たとえば、毎月2万円の黒字がある場合、年利3%で15年間積み立てると、元本360万円が約452万円になります。
今は使い道が決まっていなくても、黒字額の範囲で積み立てを続けることで、将来のさまざまな支出に備えやすくなります。
生活防衛資金を確保してから決める
積立を始めるときは、生活防衛資金をあらかじめ確保しておくことも大切です。
生活防衛資金とは、病気・失業など、予期しない出来事に備えて手元に置いておくお金を指します。
生活防衛資金が不足していると、投資商品を売却して現金を確保せざるを得なくなり、長期運用のメリットを活かしにくくなることもあります。
まずは手取り月収の3〜6ヵ月分を目安に現金を確保し、そのうえで積み立てを始めると、予期しない出費があっても続けやすくなります。
新NISAで積み立てるときの2つの注意点
積立投資で大切なのは、途中でやめないことです。
積立額を無理に高く設定すると、家計の負担が大きくなり、続けにくくなることがあります。
始める前に、注意点を確認しておきましょう。
生活費を削りすぎない
投資のために生活費を削りすぎるのは、避けたいところです。
食費や日用品費まで無理に削ると、家計のストレスが大きくなり、途中で積立をやめたくなることがあります。

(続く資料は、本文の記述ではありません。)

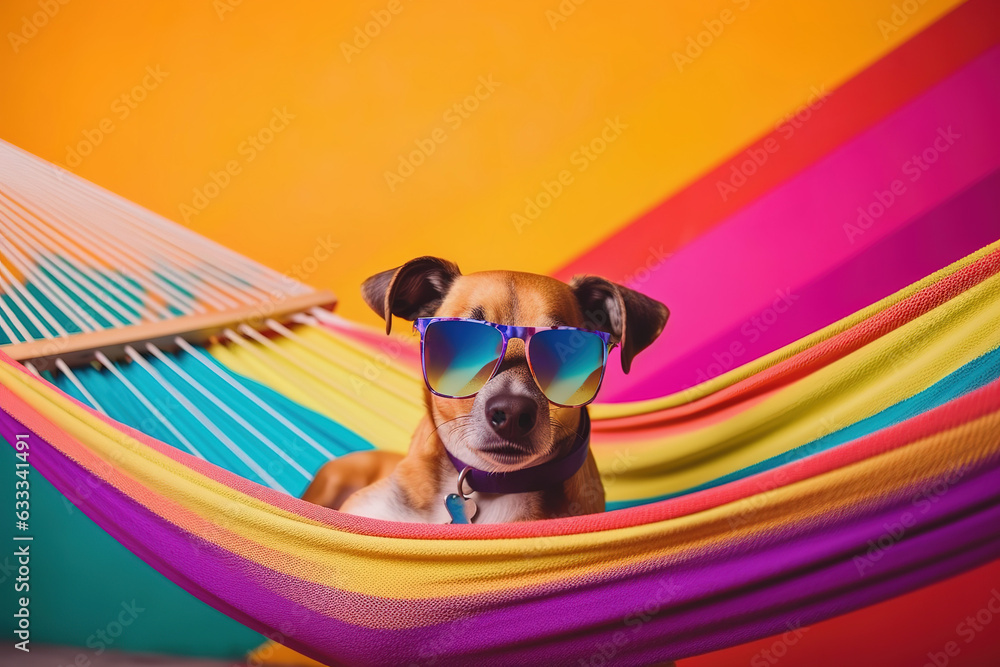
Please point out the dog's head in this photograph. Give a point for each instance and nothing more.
(510, 424)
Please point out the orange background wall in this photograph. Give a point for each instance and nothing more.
(225, 68)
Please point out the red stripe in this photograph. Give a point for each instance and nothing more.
(877, 91)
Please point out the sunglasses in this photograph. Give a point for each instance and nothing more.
(459, 356)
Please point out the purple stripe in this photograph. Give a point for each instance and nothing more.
(717, 598)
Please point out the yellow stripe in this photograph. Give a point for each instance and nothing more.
(892, 368)
(407, 568)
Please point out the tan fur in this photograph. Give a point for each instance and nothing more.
(413, 488)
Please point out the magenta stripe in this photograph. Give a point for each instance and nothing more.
(884, 268)
(718, 598)
(796, 233)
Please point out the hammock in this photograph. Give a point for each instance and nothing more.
(851, 466)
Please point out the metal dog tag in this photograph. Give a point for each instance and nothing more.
(461, 510)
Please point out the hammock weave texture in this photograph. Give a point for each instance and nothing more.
(903, 490)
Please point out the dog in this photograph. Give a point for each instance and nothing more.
(507, 453)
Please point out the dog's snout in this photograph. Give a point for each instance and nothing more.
(511, 417)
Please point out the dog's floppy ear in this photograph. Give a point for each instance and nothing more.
(634, 320)
(412, 290)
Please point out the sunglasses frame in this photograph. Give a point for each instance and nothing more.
(508, 332)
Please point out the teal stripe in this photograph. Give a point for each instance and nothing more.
(126, 408)
(973, 375)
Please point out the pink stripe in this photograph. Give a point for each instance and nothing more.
(797, 232)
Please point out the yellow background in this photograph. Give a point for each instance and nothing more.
(228, 66)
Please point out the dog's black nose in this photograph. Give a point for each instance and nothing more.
(512, 417)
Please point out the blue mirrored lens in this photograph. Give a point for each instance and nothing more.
(459, 357)
(568, 364)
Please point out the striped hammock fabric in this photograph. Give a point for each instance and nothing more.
(816, 430)
(903, 490)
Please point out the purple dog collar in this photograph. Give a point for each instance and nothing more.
(534, 478)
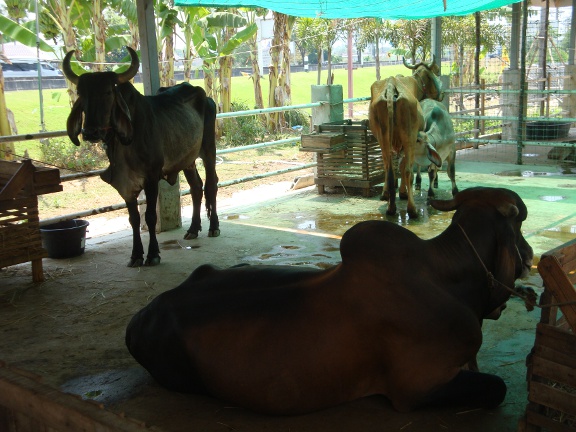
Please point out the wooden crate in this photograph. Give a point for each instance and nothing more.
(552, 362)
(20, 239)
(27, 405)
(357, 165)
(323, 142)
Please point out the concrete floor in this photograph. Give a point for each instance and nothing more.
(271, 227)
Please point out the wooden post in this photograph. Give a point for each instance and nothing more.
(482, 106)
(333, 108)
(168, 196)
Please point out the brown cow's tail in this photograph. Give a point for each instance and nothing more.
(390, 94)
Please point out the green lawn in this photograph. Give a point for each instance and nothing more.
(26, 104)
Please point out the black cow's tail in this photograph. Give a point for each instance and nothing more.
(209, 152)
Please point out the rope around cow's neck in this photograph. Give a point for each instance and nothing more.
(493, 280)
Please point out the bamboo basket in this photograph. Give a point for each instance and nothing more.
(348, 155)
(552, 362)
(20, 239)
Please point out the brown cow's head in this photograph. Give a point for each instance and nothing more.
(100, 108)
(504, 211)
(427, 77)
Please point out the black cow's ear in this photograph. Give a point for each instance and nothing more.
(74, 122)
(121, 120)
(508, 210)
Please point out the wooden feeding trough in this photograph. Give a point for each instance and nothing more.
(27, 405)
(20, 239)
(348, 155)
(552, 362)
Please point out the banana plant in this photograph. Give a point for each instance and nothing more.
(188, 17)
(213, 42)
(168, 20)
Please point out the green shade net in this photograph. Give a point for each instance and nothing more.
(387, 9)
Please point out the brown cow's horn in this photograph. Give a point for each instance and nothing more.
(68, 72)
(128, 74)
(407, 65)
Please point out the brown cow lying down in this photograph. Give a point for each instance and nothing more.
(396, 321)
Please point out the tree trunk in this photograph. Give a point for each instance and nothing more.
(378, 74)
(6, 149)
(225, 74)
(477, 21)
(167, 65)
(258, 101)
(280, 21)
(320, 53)
(61, 13)
(99, 29)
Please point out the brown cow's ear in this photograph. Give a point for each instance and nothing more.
(121, 120)
(74, 122)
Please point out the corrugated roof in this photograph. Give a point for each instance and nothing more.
(387, 9)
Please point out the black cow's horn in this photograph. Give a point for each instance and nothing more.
(407, 65)
(68, 72)
(433, 62)
(128, 74)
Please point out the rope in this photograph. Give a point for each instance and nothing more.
(527, 300)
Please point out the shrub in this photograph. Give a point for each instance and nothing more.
(239, 131)
(65, 155)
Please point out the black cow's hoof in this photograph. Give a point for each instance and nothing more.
(190, 235)
(138, 262)
(152, 261)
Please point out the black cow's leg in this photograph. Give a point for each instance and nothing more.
(137, 258)
(471, 389)
(210, 192)
(151, 190)
(195, 183)
(208, 155)
(418, 184)
(433, 179)
(451, 170)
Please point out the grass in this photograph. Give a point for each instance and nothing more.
(56, 106)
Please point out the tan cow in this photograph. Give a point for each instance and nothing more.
(395, 120)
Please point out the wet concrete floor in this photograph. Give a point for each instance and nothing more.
(296, 228)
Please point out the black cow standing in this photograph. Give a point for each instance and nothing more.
(148, 138)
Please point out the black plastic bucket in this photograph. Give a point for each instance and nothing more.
(64, 239)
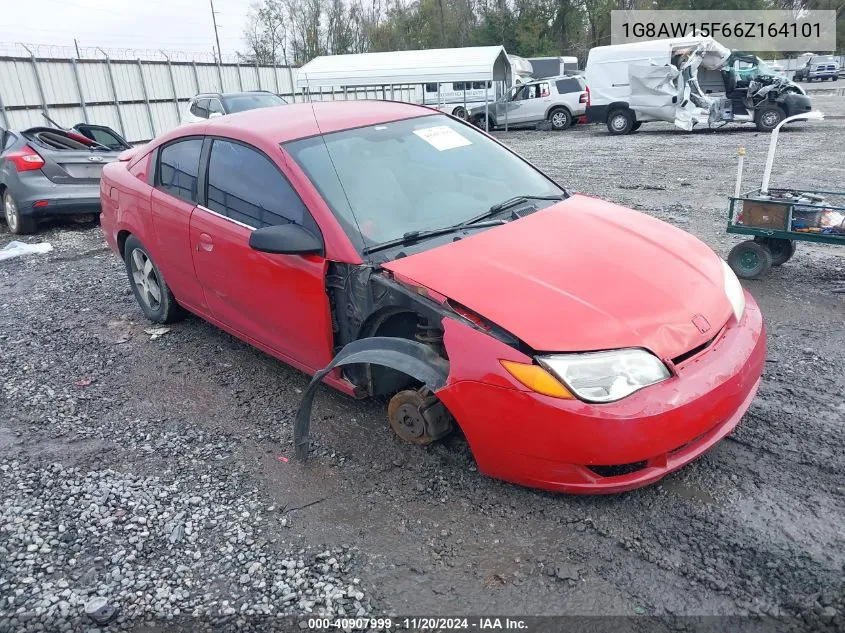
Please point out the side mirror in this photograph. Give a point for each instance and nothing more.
(285, 239)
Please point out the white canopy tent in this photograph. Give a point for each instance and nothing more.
(397, 68)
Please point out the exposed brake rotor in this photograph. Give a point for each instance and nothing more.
(418, 416)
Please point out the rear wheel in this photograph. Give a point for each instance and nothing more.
(560, 119)
(620, 122)
(18, 224)
(781, 250)
(750, 260)
(151, 290)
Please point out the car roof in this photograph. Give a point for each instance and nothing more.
(300, 120)
(206, 95)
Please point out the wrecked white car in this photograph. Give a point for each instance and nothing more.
(687, 82)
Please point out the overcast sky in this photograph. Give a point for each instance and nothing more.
(144, 24)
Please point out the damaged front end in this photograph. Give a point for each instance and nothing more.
(389, 342)
(707, 84)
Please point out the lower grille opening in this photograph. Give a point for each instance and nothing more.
(618, 469)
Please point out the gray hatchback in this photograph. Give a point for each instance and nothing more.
(46, 172)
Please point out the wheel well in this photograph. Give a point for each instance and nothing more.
(122, 236)
(395, 323)
(558, 107)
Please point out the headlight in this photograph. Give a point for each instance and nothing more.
(734, 291)
(606, 376)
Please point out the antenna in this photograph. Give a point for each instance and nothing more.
(216, 36)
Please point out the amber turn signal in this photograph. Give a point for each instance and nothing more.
(536, 379)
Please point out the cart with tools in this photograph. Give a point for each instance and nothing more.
(776, 219)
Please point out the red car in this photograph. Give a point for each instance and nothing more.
(388, 249)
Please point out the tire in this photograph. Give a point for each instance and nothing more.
(18, 224)
(781, 250)
(620, 122)
(750, 260)
(768, 116)
(560, 118)
(161, 309)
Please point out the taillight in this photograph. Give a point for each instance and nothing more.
(25, 159)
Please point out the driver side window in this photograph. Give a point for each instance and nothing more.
(244, 185)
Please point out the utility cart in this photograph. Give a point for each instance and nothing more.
(778, 218)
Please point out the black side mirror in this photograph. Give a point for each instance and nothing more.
(286, 239)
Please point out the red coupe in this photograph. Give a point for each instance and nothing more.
(388, 249)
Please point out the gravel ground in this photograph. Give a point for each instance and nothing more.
(155, 470)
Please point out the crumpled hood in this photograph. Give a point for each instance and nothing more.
(583, 274)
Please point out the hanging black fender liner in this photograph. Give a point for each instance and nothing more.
(410, 357)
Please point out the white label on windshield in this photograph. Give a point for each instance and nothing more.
(442, 137)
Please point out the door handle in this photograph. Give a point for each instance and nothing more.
(205, 243)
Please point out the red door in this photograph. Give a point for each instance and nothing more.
(173, 201)
(278, 301)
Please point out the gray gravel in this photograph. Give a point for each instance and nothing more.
(157, 473)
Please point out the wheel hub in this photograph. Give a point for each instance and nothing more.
(411, 420)
(418, 417)
(143, 274)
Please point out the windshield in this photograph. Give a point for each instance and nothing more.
(419, 174)
(239, 103)
(765, 69)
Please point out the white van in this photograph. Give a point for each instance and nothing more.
(688, 82)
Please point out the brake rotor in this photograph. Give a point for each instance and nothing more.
(404, 412)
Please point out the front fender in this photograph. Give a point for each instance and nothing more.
(410, 357)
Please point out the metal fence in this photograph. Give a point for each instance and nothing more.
(138, 98)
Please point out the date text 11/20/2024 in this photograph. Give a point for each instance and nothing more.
(418, 624)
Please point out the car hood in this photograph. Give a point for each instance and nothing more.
(583, 274)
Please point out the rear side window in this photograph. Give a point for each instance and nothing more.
(246, 186)
(200, 108)
(214, 105)
(9, 140)
(178, 169)
(104, 137)
(565, 86)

特に子育て世帯は、想定外の支出が発生しやすい傾向があります。
“毎月無理なく続けられるか”を基準に、積立額を決めましょう。
余剰資金で積み立てる
積立額は、余剰資金の範囲で設定することが基本です。
余剰資金とは、当面使う予定がないお金を指します。
近いうちに使う予定があるお金を投資に回してしまうと、相場が下がったときに不安が大きくなり、慌てて売却したくなることがあります。
一方、余剰資金で積み立てると、値動きがあっても落ち着いて運用を続けやすくなります。
長期投資を続けるためにも、余剰資金で積み立てましょう。
まとめ:平均額や年代別の目安を参考に、まず一歩を踏み出そう
新NISAは、無理のない額から始めることが基本です。
つみたて投資枠の平均額は月約3.8万円ですが、これはあくまで全体の平均にすぎません。
自分に合う積立額は、家計の余力や今後のお金の使い道によって変わります。
大切なのは、家計に合った金額で長く続けることです。
積立額は後から変更できるため、まずは無理なく続けられる金額から始めてみましょう。